While digging into Kurt Vonnegut’s archives at Indiana University, Dan Wakefield and Jerome Klinkowitz found five short stories that had never been published before. The Atlantic has posted one of them, The Drone King, in its entirety. The others are included in a new collection, Kurt Vonnegut: Complete Stories. From Kurt Vonnegut’s “The Drone King:”
One thing about the investment-counseling business: The surroundings are almost always nice. Wherever my work takes me, prosperity has beat me there.
Prosperity beat me to the Millennium Club by about 100 years. As I walked through the door for the first time, my cares dropped away. I felt as though I’d just finished two brandies and a good cigar. Here was peace.
It was a club downtown—six stories of snug hideaways and playthings and apartments for rich gentlemen. It overlooked a park.
The foyer was guarded by an elegant old man behind a rosewood desk.
I gave him my card. “Mr. Quick? Mr. Sheldon Quick?,” I said. “He asked me to come over.”
He examined the card for a long time. “Yes,” he said at last. “Mr. Quick is expecting you. You’ll find him in the small library—second door on the left, by the grandfather clock.”
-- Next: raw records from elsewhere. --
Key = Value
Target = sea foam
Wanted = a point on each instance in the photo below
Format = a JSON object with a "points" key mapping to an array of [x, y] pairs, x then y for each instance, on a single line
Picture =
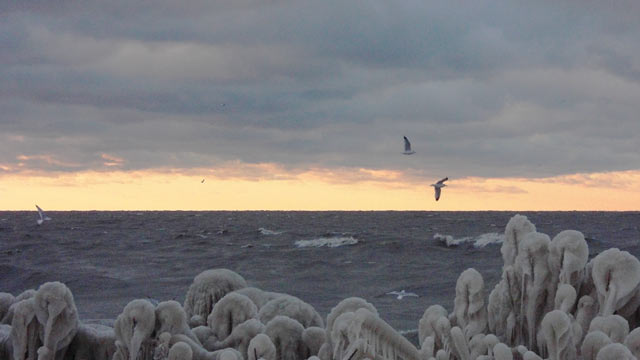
{"points": [[478, 241], [327, 241], [264, 231]]}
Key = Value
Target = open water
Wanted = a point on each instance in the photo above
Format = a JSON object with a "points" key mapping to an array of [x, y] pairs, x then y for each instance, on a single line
{"points": [[110, 258]]}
“Thank you,” I said, and I started past him.
He caught my sleeve. “Sir—”“Yes?,” I said.
“You aren’t wearing a boutonniere, are you?”
“No,” I said guiltily. “Should I be?”
“If you were,” he said, “I’d have to ask you to check it. No women or flowers allowed past the front desk.”
I paused by the door of the small library. “Say,” I said, “you know this clock has stopped?”
“Mr. Quick stopped it the night Calvin Coolidge died,” he said.